Il est vrai que, dans la forme, les décrets nouveaux n’abrogeaient point les décrets de 1885 et 1886 relatifs aux droits des indigènes sur les terres occupées par eux. D’autre part, un décret, également daté du 5 décembre 1892, prescrivait une enquête en vue de déterminer les droits acquis des indigènes en matière d’exploitation du caoutchouc et d’autres produits végétaux, dans le territoire du Haut Congo, antérieurement à la promulgation de l’ordonnance du 1er juillet 1885.

Mais cette enquête n’eut lieu que pro forma. Elle ne fut ni contradictoire, ni même sérieuse. Elle ne releva des faits d’exploitation commerciale du caoutchouc par les indigènes, avant 1885, que dans le bassin de la Lulua et dans la partie méridionale du Lunda[1]. D’autre part, l’interprétation donnée aux mots « terres occupées par les indigènes » devint tellement restrictive, qu’elle aboutit à les déposséder à peu près complètement[2].

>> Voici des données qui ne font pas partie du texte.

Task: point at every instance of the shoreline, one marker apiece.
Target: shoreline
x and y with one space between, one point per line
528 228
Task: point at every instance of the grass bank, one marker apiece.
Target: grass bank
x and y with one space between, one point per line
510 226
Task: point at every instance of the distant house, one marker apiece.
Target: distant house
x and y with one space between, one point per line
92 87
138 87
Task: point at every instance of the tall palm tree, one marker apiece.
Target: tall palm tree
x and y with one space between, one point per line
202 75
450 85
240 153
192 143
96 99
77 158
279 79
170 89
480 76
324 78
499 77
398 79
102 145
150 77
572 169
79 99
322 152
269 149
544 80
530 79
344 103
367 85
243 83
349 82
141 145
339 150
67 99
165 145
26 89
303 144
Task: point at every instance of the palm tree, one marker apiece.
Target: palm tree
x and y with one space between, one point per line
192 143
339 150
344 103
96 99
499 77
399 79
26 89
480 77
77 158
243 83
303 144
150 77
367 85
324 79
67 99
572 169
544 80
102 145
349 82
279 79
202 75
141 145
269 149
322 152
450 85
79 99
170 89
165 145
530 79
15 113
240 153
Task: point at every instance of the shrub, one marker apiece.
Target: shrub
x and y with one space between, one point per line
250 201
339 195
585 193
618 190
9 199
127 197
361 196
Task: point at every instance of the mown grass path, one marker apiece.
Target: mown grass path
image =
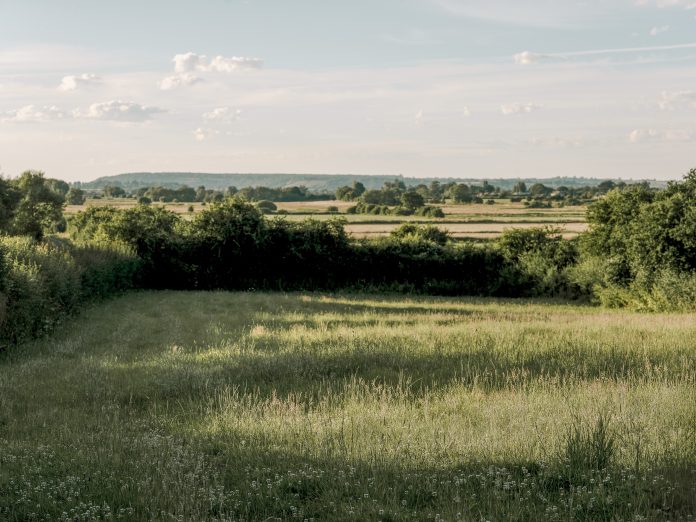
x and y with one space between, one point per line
267 406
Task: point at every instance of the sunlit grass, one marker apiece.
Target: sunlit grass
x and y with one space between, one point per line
256 406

Seulement, il ne suffisait pas de s’approprier les terres dites vacantes et de s’attribuer les fruits du Domaine ainsi constitué. Encore fallait-il avoir des travailleurs pour les récolter. Or, les noirs, qui ne se refusent pas au travail du caoutchouc dans les colonies françaises, anglaises et portugaises de l’Afrique occidentale, où on leur paie la pleine valeur de leur produit, manifestaient, au contraire, pour ce même travail, la plus vive répugnance, dans les forêts congolaises, où on offrait de leur payer, non le prix du caoutchouc qu’ils appor-

  1. Voir Vermeersch. La Question congolaise, p. 127. Bruxelles, Bulens, 1906.
  2. Cf. Rapport de la Commission d’enquête, Bulletin officiel de l’État Indépendant du Congo, 1905, nos 9 et 10, p. 151.